Phenotype, proliferation and apoptosis of B lymphocytes in hemodialysis patients treated with recombinant human erythropoietin
Author(s) -
Aleksandra Jasiulewicz,
Katarzyna A. Lisowska,
Alicja DębskaŚlizień,
Jacek M. Witkowski
Publication year - 2016
Publication title -
international immunology
Language(s) - English
Resource type - Journals
SCImago Journal Rank - 1.86
H-Index - 134
eISSN - 1460-2377
pISSN - 0953-8178
DOI - 10.1093/intimm/dxw032
Subject(s) - erythropoietin , immunology , apoptosis , immune system , antigen , antibody , b cell , biology , t cell , in vivo , in vitro , cancer research , endocrinology , biochemistry , microbiology and biotechnology
One of the major causes of disorders of the immune response in patients undergoing hemodialysis (HD) is weaker activity of their helper T lymphocytes (T h cells), mainly reduced proliferative capacity associated with decreased expression of key surface antigens.
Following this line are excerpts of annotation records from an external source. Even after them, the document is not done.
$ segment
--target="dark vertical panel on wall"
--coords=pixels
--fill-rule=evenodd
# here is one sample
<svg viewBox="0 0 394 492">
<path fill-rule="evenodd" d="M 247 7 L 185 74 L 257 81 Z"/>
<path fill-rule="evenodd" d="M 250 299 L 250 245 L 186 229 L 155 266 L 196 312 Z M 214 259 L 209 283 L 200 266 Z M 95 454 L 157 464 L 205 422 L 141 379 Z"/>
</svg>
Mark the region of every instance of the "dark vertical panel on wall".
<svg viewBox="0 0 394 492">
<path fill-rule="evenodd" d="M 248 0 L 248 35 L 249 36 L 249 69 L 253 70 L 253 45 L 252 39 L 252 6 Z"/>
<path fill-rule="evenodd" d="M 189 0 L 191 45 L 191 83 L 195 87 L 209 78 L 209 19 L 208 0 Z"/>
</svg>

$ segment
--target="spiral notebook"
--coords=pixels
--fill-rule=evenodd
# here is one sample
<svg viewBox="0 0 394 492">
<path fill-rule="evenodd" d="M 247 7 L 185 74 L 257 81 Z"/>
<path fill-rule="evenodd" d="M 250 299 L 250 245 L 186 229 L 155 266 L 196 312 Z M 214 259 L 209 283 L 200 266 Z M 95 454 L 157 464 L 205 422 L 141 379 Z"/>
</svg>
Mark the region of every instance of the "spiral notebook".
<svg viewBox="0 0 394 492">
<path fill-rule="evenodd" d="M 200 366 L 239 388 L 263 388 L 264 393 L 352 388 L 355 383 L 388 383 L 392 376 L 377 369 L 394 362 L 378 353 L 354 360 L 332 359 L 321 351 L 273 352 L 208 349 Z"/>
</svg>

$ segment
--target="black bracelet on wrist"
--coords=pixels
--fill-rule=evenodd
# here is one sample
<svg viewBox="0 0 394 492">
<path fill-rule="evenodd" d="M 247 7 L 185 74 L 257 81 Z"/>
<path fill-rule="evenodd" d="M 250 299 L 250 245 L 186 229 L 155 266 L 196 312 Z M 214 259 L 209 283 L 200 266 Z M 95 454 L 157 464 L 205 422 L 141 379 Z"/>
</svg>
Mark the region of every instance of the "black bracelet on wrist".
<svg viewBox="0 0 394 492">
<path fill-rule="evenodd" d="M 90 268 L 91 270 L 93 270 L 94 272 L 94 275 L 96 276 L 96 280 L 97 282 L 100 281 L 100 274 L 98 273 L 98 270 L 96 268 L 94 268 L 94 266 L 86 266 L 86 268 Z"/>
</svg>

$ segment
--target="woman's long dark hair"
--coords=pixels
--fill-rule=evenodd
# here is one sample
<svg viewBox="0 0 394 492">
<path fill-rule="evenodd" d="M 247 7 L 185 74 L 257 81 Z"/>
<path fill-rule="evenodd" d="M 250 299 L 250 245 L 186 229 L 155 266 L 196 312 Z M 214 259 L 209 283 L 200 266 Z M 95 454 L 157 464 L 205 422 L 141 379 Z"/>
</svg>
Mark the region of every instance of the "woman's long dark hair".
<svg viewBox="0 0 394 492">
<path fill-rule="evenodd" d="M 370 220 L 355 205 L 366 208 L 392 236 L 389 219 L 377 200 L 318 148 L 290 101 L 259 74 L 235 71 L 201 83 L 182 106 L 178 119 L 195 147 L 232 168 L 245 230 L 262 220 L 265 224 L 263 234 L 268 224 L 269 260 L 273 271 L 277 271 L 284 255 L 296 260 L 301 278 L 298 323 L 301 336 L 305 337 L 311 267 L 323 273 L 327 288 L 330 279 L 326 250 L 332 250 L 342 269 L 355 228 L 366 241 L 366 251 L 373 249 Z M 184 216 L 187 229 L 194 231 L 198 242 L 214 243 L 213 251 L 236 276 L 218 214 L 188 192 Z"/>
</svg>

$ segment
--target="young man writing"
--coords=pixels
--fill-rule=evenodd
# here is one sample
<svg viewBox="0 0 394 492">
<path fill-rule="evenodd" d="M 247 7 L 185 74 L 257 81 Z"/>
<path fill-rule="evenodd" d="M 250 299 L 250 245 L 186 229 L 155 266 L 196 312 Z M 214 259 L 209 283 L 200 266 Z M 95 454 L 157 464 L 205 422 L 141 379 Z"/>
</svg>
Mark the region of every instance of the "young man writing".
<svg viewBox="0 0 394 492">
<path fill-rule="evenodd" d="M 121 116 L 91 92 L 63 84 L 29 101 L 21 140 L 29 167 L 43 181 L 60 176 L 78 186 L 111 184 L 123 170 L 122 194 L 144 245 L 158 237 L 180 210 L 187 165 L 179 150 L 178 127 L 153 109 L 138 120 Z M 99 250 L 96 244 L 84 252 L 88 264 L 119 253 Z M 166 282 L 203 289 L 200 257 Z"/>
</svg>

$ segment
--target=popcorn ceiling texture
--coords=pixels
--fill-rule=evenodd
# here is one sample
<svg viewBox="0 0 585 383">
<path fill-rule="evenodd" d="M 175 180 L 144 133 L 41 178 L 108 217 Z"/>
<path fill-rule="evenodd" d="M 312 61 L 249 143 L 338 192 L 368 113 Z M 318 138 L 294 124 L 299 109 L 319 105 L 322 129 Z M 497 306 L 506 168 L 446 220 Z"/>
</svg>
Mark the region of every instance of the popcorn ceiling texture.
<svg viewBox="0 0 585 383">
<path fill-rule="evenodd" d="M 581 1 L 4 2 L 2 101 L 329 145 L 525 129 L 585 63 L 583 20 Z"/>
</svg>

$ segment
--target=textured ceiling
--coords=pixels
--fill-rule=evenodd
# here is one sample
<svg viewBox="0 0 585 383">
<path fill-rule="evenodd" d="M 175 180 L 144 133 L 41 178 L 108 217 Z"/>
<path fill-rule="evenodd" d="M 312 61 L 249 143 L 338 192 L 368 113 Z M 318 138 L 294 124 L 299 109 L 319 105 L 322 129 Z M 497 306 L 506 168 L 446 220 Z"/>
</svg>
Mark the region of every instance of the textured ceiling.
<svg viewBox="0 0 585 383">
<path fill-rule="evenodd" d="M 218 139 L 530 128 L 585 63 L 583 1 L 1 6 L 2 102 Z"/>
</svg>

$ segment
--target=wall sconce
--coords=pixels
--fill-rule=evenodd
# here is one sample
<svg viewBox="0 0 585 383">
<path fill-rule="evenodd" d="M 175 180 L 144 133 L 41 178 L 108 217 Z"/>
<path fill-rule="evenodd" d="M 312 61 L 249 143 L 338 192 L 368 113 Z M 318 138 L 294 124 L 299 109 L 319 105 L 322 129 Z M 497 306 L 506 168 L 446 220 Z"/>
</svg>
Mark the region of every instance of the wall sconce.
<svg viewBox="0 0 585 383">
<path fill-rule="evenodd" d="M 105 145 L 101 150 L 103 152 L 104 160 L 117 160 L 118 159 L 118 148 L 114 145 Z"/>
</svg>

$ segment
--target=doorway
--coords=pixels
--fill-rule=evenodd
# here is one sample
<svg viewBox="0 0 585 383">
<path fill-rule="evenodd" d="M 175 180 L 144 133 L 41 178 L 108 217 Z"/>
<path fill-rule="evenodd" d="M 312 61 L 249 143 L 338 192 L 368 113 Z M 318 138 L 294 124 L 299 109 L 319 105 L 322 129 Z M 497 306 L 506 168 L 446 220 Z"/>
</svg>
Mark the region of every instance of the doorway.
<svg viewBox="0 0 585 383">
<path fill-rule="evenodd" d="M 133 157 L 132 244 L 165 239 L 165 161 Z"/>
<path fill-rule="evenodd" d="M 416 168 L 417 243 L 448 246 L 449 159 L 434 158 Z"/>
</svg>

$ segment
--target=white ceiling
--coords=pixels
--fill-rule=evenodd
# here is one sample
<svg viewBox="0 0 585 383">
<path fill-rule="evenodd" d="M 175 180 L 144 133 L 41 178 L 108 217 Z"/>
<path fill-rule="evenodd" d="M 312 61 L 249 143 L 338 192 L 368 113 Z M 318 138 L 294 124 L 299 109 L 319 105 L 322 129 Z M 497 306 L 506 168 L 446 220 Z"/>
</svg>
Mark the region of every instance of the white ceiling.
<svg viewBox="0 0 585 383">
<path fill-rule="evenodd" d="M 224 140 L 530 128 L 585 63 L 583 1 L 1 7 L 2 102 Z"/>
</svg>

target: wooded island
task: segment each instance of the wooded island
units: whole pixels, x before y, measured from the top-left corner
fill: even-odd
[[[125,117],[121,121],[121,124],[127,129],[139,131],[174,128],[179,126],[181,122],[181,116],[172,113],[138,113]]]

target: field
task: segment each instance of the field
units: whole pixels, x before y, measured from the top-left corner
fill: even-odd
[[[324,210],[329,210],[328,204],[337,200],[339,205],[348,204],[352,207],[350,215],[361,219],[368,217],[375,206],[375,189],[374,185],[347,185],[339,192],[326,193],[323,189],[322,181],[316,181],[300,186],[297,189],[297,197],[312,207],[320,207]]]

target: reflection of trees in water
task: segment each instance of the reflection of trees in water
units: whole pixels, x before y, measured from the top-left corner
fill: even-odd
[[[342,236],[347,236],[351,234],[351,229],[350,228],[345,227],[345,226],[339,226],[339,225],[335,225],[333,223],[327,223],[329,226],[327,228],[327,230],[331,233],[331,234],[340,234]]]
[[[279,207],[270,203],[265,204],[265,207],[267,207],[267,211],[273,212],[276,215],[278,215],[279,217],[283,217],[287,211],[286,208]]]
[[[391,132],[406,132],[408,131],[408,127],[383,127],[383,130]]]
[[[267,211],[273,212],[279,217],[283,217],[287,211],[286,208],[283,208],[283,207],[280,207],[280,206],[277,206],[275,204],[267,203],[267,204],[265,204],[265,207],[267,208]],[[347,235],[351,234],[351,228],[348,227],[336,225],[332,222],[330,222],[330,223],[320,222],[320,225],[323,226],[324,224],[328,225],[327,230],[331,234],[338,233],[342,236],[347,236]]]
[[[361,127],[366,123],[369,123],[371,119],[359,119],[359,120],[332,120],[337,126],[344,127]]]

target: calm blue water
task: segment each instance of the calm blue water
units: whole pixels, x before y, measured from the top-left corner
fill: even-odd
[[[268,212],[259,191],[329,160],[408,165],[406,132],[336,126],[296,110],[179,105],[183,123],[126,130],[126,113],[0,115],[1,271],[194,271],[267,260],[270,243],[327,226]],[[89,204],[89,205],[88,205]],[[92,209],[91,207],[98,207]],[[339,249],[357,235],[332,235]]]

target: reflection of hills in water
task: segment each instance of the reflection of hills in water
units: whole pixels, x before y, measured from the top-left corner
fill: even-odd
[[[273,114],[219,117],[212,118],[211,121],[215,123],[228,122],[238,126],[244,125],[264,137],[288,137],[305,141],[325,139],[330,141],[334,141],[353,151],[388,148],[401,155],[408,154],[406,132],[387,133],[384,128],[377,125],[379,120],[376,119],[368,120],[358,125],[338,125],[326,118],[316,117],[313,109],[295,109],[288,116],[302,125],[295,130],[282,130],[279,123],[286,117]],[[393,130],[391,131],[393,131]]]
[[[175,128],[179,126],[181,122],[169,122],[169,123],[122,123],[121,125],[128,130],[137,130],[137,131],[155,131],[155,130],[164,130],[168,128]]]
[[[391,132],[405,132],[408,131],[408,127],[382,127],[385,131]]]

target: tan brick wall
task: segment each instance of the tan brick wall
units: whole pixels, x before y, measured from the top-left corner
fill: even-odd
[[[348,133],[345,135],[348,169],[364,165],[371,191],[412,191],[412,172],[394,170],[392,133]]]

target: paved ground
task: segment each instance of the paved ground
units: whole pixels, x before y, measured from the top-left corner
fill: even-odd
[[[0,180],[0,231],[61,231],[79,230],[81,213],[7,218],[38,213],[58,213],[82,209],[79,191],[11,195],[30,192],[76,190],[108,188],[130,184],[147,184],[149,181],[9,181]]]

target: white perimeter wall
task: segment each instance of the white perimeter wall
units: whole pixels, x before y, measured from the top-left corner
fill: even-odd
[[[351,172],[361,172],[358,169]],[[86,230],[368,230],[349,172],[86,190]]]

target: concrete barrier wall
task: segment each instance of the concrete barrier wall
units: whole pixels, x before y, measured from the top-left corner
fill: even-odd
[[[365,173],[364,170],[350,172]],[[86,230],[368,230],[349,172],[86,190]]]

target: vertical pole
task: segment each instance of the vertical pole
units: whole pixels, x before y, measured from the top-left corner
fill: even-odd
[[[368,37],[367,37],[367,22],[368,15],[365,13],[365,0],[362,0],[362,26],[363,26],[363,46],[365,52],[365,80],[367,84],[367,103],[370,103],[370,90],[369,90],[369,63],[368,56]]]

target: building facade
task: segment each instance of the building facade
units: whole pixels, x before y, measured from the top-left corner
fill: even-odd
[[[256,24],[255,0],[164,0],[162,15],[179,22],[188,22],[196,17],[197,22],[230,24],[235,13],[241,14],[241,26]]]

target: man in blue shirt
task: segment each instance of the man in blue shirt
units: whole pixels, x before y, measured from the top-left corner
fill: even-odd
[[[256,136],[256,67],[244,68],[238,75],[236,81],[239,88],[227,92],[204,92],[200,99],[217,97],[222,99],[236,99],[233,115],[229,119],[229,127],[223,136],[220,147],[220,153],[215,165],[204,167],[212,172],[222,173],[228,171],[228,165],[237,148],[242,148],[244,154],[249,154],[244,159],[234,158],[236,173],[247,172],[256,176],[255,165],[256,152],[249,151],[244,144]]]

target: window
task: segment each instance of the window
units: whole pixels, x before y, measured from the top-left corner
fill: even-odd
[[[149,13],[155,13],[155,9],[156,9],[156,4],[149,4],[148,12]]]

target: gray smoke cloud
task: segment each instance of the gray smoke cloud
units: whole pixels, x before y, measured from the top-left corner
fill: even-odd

Since cooperation between T h and B lymphocytes is essential for B cell function, changes in T h cell phenotype and ability to proliferate or produce cytokines could directly translate into an impaired humoral response. Therefore, we investigated the T cell-dependent activity of B cells in HD patients focusing mainly on their proliferative kinetics, susceptibility to apoptosis and the ability to produce antibodies. Since our previous studies have shown the beneficial effects of recombinant human erythropoietin (rhEPO) on T lymphocytes, we also investigated the in vivo and in vitro influence of rhEPO on B cells. Our results show that B lymphocytes of HD patients, especially of those who are not treated with rhEPO, have reduced proliferative capacity in vitro, reflected in low number of cell divisions, decreased percentage of proliferating cells and an increased susceptibility to apoptosis. They are also characterized by impaired ability to produce immunoglobulins. We have found no significant changes in the expression of key antigens of B lymphocytes with the exception of IL-10R. Furthermore, we demonstrated a time- and health status-dependent impact of rhEPO on patient's B cells. Our results show possible mechanisms responsible for the deficiency of humoral responses in HD patients which, at least partially, can be modulated through the supplementation with rhEPO.